À cet égard, ce que conçoit Hobbes, c’est l’élaboration d’une assurance pérenne contre la mort, mort qui est à la fois contraire à la loi naturelle et donc contraire à ce que comprend ma raison, et en même temps contraire à mes passions fondamentales : je crains la mort et, particulièrement, la mort imputable à la violence d’autrui. De ce fait, la possibilité même de la pérennité de la vie civile en tant que pacifique suppose une assurance institutionnelle visant à conjurer la peur de la mort inhérente à la violence d’autrui ; cette assurance est bien connue, c’est l’État, c’est Léviathan qui est au fond la réponse institutionnelle à la double motivation affectivo-rationnelle d’éviter la mort par tous les moyens.
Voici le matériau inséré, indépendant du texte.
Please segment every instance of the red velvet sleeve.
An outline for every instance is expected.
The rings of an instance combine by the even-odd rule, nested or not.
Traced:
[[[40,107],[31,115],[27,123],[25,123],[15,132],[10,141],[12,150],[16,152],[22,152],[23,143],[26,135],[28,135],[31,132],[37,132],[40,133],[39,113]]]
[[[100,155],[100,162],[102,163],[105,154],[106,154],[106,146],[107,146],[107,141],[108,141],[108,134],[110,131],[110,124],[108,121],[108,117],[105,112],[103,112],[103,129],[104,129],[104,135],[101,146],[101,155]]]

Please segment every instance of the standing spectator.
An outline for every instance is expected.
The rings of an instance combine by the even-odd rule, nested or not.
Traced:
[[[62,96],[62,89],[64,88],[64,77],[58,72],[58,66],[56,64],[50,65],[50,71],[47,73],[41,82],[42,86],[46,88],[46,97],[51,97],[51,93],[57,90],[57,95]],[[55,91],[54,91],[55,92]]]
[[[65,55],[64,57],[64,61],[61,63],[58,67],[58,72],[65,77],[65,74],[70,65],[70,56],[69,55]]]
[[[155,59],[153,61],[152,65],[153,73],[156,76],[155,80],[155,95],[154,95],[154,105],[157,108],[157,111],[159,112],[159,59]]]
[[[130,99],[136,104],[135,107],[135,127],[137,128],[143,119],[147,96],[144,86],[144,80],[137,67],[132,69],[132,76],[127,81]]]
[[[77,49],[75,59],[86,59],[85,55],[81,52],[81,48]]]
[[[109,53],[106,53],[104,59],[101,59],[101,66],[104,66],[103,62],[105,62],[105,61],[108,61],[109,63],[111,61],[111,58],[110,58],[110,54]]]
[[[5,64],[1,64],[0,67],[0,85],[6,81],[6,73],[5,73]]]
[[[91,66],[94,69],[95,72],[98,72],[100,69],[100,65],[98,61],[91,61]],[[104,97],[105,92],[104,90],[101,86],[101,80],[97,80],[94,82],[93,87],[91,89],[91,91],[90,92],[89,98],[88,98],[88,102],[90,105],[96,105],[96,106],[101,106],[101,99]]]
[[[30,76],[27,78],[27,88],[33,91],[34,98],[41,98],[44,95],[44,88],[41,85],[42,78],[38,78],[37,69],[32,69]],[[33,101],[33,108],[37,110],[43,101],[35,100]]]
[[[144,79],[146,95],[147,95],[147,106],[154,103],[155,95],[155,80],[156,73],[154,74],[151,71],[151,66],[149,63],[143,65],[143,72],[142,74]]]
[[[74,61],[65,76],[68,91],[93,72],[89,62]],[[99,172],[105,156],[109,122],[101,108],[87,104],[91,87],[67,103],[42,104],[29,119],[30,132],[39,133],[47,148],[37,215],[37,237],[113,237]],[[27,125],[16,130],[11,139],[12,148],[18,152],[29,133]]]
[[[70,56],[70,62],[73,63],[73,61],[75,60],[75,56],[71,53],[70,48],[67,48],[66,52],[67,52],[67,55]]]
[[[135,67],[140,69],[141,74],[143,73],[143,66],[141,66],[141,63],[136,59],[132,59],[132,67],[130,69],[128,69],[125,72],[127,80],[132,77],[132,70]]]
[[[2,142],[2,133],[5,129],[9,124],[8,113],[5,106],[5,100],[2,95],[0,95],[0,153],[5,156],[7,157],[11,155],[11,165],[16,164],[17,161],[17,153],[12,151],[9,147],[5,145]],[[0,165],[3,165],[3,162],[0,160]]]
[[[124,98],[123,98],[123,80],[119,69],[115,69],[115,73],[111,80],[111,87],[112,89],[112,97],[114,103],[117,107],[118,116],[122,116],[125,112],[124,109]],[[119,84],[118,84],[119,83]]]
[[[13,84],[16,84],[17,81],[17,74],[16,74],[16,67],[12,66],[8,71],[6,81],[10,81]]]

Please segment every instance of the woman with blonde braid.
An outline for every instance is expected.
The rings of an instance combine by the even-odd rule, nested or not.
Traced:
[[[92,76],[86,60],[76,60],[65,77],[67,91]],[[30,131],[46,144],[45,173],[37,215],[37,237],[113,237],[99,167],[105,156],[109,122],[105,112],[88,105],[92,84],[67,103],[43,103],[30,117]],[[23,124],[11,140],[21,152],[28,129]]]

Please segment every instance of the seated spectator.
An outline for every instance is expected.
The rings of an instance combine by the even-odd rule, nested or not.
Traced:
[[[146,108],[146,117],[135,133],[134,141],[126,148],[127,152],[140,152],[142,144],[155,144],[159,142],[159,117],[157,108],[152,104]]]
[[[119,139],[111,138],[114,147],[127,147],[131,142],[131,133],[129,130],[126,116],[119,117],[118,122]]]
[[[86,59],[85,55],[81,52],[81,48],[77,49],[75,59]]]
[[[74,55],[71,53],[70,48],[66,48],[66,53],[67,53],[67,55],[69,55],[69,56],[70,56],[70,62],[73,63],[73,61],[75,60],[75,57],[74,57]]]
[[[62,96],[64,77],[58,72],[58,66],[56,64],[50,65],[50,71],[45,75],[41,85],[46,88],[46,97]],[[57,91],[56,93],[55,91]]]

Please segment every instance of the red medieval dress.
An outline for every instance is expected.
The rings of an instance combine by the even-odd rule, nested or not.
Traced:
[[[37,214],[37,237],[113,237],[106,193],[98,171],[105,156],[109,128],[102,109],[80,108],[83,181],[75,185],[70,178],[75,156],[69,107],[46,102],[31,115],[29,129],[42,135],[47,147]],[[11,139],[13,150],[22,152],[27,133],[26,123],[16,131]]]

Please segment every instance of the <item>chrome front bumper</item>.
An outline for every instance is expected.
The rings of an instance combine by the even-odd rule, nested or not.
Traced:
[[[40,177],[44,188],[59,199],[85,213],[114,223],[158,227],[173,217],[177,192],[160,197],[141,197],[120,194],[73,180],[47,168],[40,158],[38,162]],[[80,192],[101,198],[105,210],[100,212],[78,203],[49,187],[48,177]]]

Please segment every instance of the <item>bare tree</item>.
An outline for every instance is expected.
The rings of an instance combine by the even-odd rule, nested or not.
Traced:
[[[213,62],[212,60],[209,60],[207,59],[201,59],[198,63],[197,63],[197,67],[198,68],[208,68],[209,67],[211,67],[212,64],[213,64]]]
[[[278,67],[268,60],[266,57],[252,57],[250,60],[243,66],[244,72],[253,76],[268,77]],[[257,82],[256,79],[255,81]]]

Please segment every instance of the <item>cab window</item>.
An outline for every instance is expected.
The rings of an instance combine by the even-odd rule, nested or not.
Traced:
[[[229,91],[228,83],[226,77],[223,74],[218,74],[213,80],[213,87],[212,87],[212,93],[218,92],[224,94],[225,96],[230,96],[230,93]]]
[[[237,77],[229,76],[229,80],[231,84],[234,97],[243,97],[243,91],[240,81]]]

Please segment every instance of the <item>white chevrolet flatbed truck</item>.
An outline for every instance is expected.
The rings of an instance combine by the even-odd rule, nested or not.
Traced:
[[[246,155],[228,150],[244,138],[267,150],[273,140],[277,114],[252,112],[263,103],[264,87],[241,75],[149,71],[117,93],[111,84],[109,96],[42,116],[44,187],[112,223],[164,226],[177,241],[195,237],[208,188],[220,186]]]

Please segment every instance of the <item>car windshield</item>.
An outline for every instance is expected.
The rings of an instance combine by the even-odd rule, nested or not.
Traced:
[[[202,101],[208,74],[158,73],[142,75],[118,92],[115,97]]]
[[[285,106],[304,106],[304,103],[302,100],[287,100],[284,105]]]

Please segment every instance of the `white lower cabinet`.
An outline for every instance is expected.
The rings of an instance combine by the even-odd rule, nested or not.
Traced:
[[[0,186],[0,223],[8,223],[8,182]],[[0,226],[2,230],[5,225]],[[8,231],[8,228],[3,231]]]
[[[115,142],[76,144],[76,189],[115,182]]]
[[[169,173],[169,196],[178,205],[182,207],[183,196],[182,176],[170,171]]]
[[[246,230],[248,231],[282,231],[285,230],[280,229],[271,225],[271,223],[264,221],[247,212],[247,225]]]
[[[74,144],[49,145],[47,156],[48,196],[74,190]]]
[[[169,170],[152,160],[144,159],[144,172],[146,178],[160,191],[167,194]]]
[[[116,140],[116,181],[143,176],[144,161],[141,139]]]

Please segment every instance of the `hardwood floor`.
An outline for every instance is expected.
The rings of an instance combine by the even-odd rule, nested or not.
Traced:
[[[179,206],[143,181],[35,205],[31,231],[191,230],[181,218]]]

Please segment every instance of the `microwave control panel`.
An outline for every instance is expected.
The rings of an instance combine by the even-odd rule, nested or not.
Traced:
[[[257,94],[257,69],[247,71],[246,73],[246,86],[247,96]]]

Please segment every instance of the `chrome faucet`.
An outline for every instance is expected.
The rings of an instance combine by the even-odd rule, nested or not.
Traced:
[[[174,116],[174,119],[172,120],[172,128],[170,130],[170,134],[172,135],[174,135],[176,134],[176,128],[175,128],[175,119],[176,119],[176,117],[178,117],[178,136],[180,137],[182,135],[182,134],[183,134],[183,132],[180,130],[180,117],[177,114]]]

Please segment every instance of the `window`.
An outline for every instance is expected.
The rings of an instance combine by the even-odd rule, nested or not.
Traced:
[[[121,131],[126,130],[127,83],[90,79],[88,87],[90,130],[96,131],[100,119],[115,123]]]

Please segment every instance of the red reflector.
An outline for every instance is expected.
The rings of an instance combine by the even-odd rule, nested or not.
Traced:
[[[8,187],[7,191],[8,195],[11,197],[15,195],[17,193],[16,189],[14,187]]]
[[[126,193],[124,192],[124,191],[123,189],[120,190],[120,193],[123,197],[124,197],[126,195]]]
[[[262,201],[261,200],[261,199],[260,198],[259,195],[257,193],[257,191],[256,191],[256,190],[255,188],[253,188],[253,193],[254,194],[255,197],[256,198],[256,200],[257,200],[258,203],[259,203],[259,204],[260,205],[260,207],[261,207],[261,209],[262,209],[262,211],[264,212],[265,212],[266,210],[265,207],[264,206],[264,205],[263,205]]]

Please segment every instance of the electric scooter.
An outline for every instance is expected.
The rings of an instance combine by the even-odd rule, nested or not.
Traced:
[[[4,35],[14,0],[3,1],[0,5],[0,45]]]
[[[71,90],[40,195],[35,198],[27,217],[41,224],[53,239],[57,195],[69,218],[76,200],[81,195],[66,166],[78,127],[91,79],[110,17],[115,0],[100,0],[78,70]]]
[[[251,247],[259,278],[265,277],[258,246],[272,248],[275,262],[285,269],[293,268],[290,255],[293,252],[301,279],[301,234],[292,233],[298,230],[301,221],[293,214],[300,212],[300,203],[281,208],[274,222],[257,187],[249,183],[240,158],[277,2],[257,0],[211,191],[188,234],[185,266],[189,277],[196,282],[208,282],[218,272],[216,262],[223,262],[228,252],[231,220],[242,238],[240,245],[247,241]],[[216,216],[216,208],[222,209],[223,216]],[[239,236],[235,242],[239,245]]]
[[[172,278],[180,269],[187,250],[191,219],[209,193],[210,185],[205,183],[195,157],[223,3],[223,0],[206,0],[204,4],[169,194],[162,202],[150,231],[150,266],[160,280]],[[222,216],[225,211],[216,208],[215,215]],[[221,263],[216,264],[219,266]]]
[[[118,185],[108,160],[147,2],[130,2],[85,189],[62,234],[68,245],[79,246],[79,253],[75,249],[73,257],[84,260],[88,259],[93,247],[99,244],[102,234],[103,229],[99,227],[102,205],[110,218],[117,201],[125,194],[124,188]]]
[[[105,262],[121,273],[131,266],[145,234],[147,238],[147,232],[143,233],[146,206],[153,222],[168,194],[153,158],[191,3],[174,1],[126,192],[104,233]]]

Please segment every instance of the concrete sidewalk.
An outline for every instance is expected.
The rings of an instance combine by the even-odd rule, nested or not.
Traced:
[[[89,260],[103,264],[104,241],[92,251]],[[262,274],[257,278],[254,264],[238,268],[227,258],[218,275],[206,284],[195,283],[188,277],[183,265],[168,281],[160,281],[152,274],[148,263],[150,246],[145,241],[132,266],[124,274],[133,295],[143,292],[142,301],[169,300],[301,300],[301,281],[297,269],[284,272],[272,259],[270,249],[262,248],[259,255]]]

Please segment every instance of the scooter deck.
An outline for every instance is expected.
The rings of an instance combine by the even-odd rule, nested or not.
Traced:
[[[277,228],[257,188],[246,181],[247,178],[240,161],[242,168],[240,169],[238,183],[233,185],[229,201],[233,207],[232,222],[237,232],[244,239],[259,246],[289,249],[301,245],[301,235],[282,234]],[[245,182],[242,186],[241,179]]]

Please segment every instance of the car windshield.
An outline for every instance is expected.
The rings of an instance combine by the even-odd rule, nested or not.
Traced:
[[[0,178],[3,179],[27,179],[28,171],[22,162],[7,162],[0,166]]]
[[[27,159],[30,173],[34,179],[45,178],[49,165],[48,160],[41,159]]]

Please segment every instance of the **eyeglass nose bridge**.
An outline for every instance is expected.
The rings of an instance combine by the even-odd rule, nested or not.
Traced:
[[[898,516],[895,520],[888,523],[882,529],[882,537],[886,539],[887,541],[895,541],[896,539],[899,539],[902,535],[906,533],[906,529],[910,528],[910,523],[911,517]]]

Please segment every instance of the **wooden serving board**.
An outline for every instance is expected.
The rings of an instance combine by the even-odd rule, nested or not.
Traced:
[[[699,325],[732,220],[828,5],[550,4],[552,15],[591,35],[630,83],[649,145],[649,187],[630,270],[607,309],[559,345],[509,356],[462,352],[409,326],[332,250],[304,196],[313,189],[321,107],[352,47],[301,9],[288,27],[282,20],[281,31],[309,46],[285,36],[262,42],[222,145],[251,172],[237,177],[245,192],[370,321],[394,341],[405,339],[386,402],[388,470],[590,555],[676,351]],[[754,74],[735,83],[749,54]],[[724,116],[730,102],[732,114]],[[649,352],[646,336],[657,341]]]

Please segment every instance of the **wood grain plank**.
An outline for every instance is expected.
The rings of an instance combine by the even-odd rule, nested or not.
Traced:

Et ce n’est pas le moindre des paradoxes que de songer au fait que cet État-Léviathan institué par le consentement des hommes suscitera chez ces derniers quelque chose qui ira au-delà de la peur naturelle et s’apparentera à de l’effroi (II, XVII), lui-même destiné à leur faire respecter les lois naturelles fondamentales. Deux types de peurs structurent donc l’ordre politique : l’une est naturelle et tient à la crainte que m’inspire autrui, l’autre est le produit du pacte, résulte de la puissance punitive de Léviathan et s’apparente à de l’effroi ; mais ces deux types de peurs concourent à la paix civile accomplissant par d’autres voies les desseins de la raison.
On le voit, la légitimité de la peur et de la crainte dans le domaine de la philosophie politique demeure indexée à un renoncement inaugural, celui de transformer l’homme et celui de l’améliorer. Prendre l’homme tel qu’il est, ne pas s’en offusquer et construire un modèle politique sur cette bien médiocre réalité, voilà le génie singulier de la fin de la Renaissance et de la naissance de la modernité.
Mais l’infernale logique de la lucidité devait rapidement produire ses fruits amers : avoir montré l’homme tel qu’il était se révéla insupportable et fit sans doute éclore l’espoir laïcisé de sa transformation profonde – les Lumières appelèrent celui-ci Progrès, le socialisme Révolution. Et l’on se surprit même à appeler « humanisme » l’espoir d’en finir avec la froide réalité humaine que nous avaient révélé le xvie et le xviie siècle. L’amour de l’homme ne fut en somme clamé qu’au prix de sa brutale et irénique occultation.
[1] Corey Robin, La peur. Histoire d’une idée politique, [2004], traduction Christophe Jaquet, Armand Colin, 2006.